En conferencia de prensa, el 27 de julio, tras los primeros actos de represión, Luis Echeverría, secretario de Gobernación, y Alfonso Corona del Rosal, regente del DF, atribuyeron los sucesos a “agitadores de ideología comunista” que se proponían “desprestigiar a México” aprovechando la cercanía de los Juegos Olímpicos. El gobierno no entendía que el movimiento estudiantil canalizaba la asfixia impuesta por un régimen autoritario que en las últimas décadas, al cobijo de un crecimiento económico sostenido y una falsa estabilidad política, impedía cualquier espacio de participación política al margen del aparato de control corporativo del poder.
Las heridas derivadas del aplastamiento a la huelga ferrocarrilera de 1959, de la represión al movimiento magisterial en los 60 y del asesinato de Rubén Jaramillo y su familia continuaban abiertas.
El 13 de septiembre se realizó la marcha del silencio y se demandó el dialogo público. El 14, el CNH recibió un comunicado oficial que aceptaba el diálogo, pero la noche del 18 el Ejército tomó CU y luego el Casco de Santo Tomás. La represión aumentó.

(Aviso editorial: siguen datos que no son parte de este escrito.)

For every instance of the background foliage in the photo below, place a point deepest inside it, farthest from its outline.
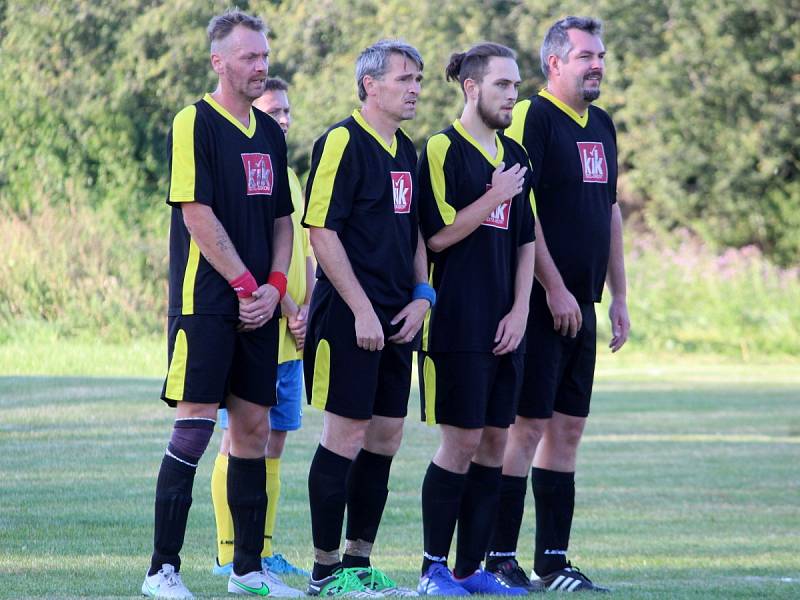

La mañana del 2 de octubre se celebró el encuentro entre gobierno y estudiantes. El primero no aceptaba condiciones —el diálogo público—. Ante la eventualidad de romper pláticas, aceptaron consultar con Díaz Ordaz la propuesta. Por la tarde la respuesta: la matanza en Tlatelolco. El 3 de octubre, la prensa acreditaba: “Recio combate al dispersar el Ejército un mitin de huelguistas”; “Tlatelolco, campo de batalla”; “Durante varias horas terroristas y soldados sostuvieron recio combate”.
Los Juegos Olímpicos se celebraron. Díaz Ordaz asumió la responsabilidad por los sucesos. Pero el país había cambiado, a pesar de la obstinación del régimen. Años después Echeverría insistiría: “La composición de estos pequeños grupos de cobardes terroristas... integrados por jóvenes surgidos de hogares en proceso de disolución, niños de lento aprendizaje, adolescentes con un mayor grado de inadaptación que la generalidad, son estos grupos fácilmente manipulables”.
Pese a su miopía, el país cambió. Como estableció José Revueltas: “Nuestra sentencia ya está decidida de antemano. No depende de nuestros supuestos delitos. Nada tiene que ver con los principios constitucionales, con el respeto a la democracia, la ley o el derecho. Nada tiene que ver con la realidad, aunque sus efectos sean muy reales, en los años de cárcel que a cada uno de nosotros le corresponda. Está decidida porque ‘en el cielo de nuestro destino (político) con el dedo de Dios se escribió’... Y todos sabemos quiénes son ese Dios, quién es ese Tlacaltecuhtli sexenal, que ata los vientos y desata tempestades. Pero ¿podrá detener el tiempo de la historia?”. Cuarenta años después no pueden.